BatchNorm with track_running_stats=True versus False leads to major performance difference

I have a model that I trained for colorization (Imagenet), containing BatchNorm layers with the parameter track_running_stats=False. The results were very good, but I can’t convert that model to an ONNX one because it’s not supported at the moment (I get an error and from what I can tell, it’s not possible at the moment).
So I loaded the model weights to a model with BatchNorm (track_running_stats=True) using strict=False and resumed training, but found that the performance of the model significantly decreased even after many epochs.

Q1. Can someone please explain why making this change impacts the performance so much? I know it has to do with the mean and variance at the batch level. When track_running_stats=False it does not track these global values, correct?

Q2. Also, is there a way to convert a PyTorch model to ONNX even when using BatchNorm with track_running_stats=False?

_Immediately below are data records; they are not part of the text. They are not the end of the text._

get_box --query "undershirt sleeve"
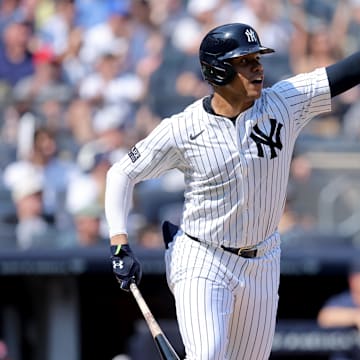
[104,163,135,237]
[326,51,360,97]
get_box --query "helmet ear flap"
[219,61,236,85]
[201,59,236,86]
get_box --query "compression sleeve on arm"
[105,163,135,238]
[326,51,360,97]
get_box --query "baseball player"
[105,23,360,359]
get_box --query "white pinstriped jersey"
[111,67,331,248]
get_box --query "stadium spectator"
[77,105,133,165]
[64,203,107,248]
[9,163,57,250]
[3,126,80,229]
[78,50,144,128]
[171,0,220,56]
[58,27,89,87]
[78,2,131,68]
[36,0,76,57]
[65,114,132,242]
[228,0,293,55]
[65,144,112,241]
[0,0,358,254]
[127,0,158,71]
[12,45,74,115]
[0,21,34,87]
[295,1,360,138]
[66,147,110,212]
[8,43,75,151]
[146,0,215,118]
[62,97,94,152]
[151,0,187,39]
[317,261,360,359]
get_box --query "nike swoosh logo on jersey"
[190,129,205,140]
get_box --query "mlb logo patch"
[128,146,141,163]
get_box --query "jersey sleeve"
[272,67,332,130]
[117,117,183,182]
[104,117,182,237]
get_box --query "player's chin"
[248,82,263,97]
[247,88,262,100]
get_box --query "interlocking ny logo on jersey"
[245,28,257,43]
[250,118,283,159]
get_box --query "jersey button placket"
[236,120,251,217]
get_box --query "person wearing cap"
[71,204,108,247]
[3,126,80,229]
[9,165,56,250]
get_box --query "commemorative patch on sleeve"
[128,146,141,163]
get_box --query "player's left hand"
[110,244,142,291]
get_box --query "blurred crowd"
[1,0,360,252]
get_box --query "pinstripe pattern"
[119,68,331,249]
[165,231,281,360]
[110,67,331,359]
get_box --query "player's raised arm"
[326,51,360,97]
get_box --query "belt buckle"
[237,245,257,257]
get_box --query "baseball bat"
[129,282,181,360]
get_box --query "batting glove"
[110,244,142,291]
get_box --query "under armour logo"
[112,259,124,270]
[245,29,257,43]
[250,118,283,159]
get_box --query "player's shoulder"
[166,98,205,124]
[159,99,206,144]
[176,98,204,116]
[259,86,288,109]
[270,67,329,94]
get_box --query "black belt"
[185,233,258,259]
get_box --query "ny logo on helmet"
[245,29,257,43]
[112,259,124,270]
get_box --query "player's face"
[228,53,264,99]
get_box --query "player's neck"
[211,93,254,118]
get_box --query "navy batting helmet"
[199,23,275,86]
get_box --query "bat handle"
[129,282,162,337]
[129,283,181,360]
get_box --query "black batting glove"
[110,244,142,291]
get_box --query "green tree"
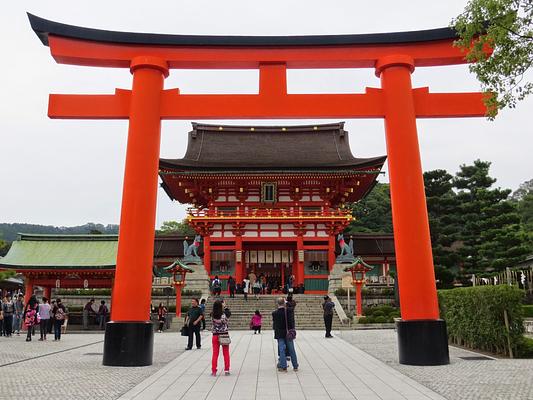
[518,193,533,232]
[0,270,16,281]
[424,169,462,272]
[346,183,393,233]
[158,220,195,236]
[453,160,530,272]
[453,0,533,116]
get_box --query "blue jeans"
[277,338,298,369]
[13,313,23,332]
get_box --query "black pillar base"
[103,321,154,367]
[396,319,449,366]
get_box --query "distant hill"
[0,223,119,243]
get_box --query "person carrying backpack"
[212,276,222,297]
[52,298,67,341]
[23,295,40,342]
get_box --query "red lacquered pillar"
[376,55,449,366]
[175,284,183,318]
[235,236,243,284]
[355,282,363,317]
[23,277,33,305]
[328,235,336,272]
[103,56,168,367]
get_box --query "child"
[250,310,262,334]
[200,299,206,330]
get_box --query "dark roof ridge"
[28,13,457,48]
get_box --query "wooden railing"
[187,207,352,219]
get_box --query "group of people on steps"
[181,294,335,375]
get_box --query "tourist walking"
[249,272,257,293]
[228,276,236,298]
[185,298,203,350]
[286,293,296,310]
[322,295,335,338]
[23,295,39,342]
[157,303,167,333]
[242,277,250,301]
[52,298,67,341]
[38,297,51,341]
[98,300,109,330]
[211,299,231,376]
[13,294,24,335]
[48,299,56,334]
[253,280,261,299]
[200,299,206,330]
[212,276,222,297]
[250,310,262,334]
[272,297,299,372]
[2,294,15,337]
[83,298,95,330]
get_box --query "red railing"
[187,207,351,219]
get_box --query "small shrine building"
[159,122,386,293]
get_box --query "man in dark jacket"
[272,297,299,372]
[322,296,335,338]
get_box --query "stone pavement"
[339,330,533,400]
[119,330,445,400]
[2,329,532,399]
[0,332,182,400]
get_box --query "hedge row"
[523,305,533,318]
[438,285,525,357]
[357,305,400,324]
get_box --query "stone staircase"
[183,263,211,298]
[203,294,346,330]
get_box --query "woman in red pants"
[211,300,231,376]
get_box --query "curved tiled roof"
[28,13,457,47]
[160,123,386,171]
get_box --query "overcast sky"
[0,1,531,228]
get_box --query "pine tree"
[424,169,461,273]
[453,160,529,273]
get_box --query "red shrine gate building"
[159,122,386,293]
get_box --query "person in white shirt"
[242,278,250,302]
[38,297,52,341]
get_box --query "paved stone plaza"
[0,330,532,399]
[339,330,533,400]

  1. I would assume the training results would not see any impact, since the batch statistics would be used to normalize the activations in both cases (track_running_stats=True/False).
    The validation results might be different, since the running stats might not represent the batch stats well (e.g. if the data comes from different distributions etc.).
1 Like

Thank you for the reply, @ptrblck !
Indeed, this happens on test images, which can be quite different from the training dataset.

I will try to include some augmentation on the train data, so that it resembles the test data better.